1

I am trying to get the whole data of this table. However, in the last row there is "Load More" table row that I do not know how to load. So far I have tried different approaches that did not work,

  1. I tried to click on the row itself by this:
from selenium import webdriver
driver = webdriver.Chrome()
driver.get(url)
soup = BeautifulSoup(driver.page_source, 'html.parser')

table = soup.find('table', {"class": "competition-leaderboard__table"})

i = 0
for team in table.find.all('tbody'):
    rows = team.find_all('tr')
    for row in rows:
        i = i + 1
        if (i == 51):
            row.click()

        //the scraping code for the first 50 elements
        

The code above throws an error saying that "'NoneType' object is not callable".

Another thing that I have tried that did not work is the following: I tried to get the load more table row by its' class and click on it.

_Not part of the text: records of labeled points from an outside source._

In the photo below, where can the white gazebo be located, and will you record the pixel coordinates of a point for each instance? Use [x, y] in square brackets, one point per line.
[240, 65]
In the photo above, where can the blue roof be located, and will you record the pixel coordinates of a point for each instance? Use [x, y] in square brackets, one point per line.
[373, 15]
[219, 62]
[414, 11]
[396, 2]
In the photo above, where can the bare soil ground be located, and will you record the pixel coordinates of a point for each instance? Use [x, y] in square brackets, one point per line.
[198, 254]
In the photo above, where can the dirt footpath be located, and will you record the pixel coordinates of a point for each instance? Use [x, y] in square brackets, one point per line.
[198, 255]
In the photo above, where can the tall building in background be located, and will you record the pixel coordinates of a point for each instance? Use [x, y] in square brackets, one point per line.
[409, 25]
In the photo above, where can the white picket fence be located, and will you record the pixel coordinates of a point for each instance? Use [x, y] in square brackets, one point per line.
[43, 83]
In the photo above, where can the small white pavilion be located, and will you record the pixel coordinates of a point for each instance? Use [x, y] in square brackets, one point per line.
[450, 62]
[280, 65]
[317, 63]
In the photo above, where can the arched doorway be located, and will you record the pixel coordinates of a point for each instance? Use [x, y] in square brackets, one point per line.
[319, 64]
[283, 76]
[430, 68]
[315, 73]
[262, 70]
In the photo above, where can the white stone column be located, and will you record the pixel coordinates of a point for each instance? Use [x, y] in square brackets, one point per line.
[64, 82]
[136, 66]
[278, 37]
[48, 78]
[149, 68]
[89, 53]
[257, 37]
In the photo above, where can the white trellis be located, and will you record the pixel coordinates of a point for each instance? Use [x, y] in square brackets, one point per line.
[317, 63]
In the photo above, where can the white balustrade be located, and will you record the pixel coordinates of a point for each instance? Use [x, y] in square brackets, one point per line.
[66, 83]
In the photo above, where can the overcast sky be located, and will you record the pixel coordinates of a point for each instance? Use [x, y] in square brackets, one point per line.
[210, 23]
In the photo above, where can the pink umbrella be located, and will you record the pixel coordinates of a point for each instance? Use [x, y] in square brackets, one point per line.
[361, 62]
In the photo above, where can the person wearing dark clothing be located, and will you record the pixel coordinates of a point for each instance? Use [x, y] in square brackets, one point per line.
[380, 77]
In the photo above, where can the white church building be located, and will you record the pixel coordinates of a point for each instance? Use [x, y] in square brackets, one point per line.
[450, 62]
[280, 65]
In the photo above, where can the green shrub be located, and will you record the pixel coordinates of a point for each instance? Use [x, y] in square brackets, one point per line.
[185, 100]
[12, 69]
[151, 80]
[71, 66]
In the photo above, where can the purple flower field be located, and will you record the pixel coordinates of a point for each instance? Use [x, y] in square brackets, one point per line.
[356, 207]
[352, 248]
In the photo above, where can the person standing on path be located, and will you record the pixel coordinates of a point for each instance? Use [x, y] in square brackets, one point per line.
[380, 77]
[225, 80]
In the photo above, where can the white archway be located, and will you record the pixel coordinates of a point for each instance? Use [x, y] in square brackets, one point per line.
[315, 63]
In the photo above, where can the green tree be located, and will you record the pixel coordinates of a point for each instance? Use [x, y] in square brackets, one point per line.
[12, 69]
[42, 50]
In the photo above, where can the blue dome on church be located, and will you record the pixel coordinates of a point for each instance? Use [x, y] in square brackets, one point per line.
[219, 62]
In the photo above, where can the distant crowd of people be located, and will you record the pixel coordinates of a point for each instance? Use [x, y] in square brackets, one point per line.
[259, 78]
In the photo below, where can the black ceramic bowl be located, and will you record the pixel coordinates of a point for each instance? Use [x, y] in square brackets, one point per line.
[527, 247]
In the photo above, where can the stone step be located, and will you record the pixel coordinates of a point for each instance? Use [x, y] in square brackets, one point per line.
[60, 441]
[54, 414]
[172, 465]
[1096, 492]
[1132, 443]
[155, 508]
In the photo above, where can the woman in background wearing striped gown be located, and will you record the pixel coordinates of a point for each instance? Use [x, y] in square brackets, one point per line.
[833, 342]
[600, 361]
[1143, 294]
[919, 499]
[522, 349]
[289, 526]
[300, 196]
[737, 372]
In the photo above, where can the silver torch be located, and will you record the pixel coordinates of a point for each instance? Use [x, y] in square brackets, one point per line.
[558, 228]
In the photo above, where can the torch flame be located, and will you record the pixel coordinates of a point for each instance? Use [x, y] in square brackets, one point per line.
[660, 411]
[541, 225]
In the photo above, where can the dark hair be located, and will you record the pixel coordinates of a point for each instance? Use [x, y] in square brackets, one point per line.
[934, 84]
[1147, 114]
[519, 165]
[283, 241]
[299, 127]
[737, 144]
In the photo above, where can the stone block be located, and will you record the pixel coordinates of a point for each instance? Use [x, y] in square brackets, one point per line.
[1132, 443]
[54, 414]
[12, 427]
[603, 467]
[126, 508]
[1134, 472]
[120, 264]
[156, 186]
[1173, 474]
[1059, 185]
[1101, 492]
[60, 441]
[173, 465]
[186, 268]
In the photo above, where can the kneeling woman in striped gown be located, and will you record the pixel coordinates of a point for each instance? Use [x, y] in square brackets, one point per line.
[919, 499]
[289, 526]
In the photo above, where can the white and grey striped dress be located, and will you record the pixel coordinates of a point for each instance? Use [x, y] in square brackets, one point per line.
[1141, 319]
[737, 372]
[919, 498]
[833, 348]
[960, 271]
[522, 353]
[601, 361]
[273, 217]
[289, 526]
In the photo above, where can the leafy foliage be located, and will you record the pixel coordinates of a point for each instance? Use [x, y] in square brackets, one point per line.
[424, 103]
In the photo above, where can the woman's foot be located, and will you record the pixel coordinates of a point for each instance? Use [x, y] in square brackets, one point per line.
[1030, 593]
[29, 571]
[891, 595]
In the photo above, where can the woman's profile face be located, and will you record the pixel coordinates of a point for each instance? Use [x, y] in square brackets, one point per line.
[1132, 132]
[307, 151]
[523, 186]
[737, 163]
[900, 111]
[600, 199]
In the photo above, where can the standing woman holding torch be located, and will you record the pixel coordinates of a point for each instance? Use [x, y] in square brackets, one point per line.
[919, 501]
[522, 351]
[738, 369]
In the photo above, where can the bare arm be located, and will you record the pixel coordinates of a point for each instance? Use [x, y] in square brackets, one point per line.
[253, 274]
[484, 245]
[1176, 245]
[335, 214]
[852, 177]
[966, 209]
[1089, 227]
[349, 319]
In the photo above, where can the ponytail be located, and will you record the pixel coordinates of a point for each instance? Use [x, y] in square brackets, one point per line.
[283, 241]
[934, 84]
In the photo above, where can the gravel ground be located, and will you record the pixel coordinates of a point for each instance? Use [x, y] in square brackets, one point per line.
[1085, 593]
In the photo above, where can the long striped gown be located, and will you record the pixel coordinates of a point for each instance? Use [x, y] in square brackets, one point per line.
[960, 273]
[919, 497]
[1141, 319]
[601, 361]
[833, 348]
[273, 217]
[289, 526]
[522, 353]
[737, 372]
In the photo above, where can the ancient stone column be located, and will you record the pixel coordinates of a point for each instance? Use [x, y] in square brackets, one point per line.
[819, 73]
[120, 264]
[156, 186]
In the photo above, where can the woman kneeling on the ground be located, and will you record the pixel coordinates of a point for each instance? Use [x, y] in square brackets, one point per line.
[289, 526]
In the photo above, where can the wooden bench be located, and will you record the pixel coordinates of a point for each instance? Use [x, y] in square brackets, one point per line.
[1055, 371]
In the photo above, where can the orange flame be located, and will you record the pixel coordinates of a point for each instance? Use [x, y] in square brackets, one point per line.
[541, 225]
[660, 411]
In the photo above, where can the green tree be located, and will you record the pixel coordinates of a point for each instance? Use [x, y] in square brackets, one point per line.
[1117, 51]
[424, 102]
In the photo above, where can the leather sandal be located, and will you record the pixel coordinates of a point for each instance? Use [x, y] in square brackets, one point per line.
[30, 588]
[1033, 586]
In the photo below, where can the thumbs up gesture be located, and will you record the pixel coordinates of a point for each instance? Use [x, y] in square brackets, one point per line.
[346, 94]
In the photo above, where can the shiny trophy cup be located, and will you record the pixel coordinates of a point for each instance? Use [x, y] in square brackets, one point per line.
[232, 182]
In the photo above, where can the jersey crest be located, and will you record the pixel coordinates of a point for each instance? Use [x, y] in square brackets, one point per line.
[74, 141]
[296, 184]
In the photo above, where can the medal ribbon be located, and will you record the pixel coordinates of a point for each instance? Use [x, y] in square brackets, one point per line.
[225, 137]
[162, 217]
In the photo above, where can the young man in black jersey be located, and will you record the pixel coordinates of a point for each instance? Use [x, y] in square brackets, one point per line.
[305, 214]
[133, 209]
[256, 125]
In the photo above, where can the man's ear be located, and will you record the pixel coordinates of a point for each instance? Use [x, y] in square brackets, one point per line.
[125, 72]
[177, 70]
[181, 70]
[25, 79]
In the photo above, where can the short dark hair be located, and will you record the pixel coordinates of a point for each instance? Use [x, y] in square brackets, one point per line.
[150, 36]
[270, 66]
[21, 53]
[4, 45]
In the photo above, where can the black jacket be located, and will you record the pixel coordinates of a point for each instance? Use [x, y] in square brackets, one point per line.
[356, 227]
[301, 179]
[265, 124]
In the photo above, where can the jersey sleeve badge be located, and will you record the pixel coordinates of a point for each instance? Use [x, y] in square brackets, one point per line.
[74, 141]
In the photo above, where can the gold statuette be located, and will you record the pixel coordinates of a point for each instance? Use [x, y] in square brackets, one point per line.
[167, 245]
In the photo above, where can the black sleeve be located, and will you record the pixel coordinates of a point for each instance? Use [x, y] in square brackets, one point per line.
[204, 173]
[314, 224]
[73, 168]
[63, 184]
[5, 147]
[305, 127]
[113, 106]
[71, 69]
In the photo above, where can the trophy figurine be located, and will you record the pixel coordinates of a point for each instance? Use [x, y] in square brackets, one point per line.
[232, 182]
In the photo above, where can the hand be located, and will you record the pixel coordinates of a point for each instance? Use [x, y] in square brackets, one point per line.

from selenium import webdriver
driver = webdriver.Chrome()
driver.get(url)

load_more = driver.find_element_by_class_name('competition-leaderboard__load-more-wrapper')
load_more.click()

soup = BeautifulSoup(driver.page_source, 'html.parser')

The code above also did not work.

So my question is how can I make python click on the "Load More" table row as in the HTML structure of the site it seems like "Load More" is not a button that is clickable.

grigyan
  • 71
  • 7

1 Answers1

0

In your code you have to accept cookies first, and then you can click 'Load more' button.

CSS selectors are the most suitable in this case.

import time

from selenium import webdriver
from selenium.webdriver.common.by import By
from selenium.webdriver.support.wait import WebDriverWait
from selenium.webdriver.support import expected_conditions as EC

driver = webdriver.Chrome(executable_path='/snap/bin/chromium.chromedriver')
driver.implicitly_wait(10)
driver.get('https://www.kaggle.com/c/coleridgeinitiative-show-us-the-data/leaderboard')

wait = WebDriverWait(driver, 30)
wait.until(EC.element_to_be_clickable((By.CSS_SELECTOR, ".sc-pAyMl.dwWbEz .sc-AxiKw.kOAUSS>.sc-AxhCb.gsXzyw")))
cookies = driver.find_element_by_css_selector(".sc-pAyMl.dwWbEz .sc-AxiKw.kOAUSS>.sc-AxhCb.gsXzyw").click()
load_more = driver.find_element_by_css_selector(".competition-leaderboard__load-more-count").click()
time.sleep(10)  # Added for you to make sure that both buttons were clicked
driver.close()
driver.quit()

I tested this snippet and it clicked the desired button. Note that I've added WebDriverWait in order to wait until the first button is clickable.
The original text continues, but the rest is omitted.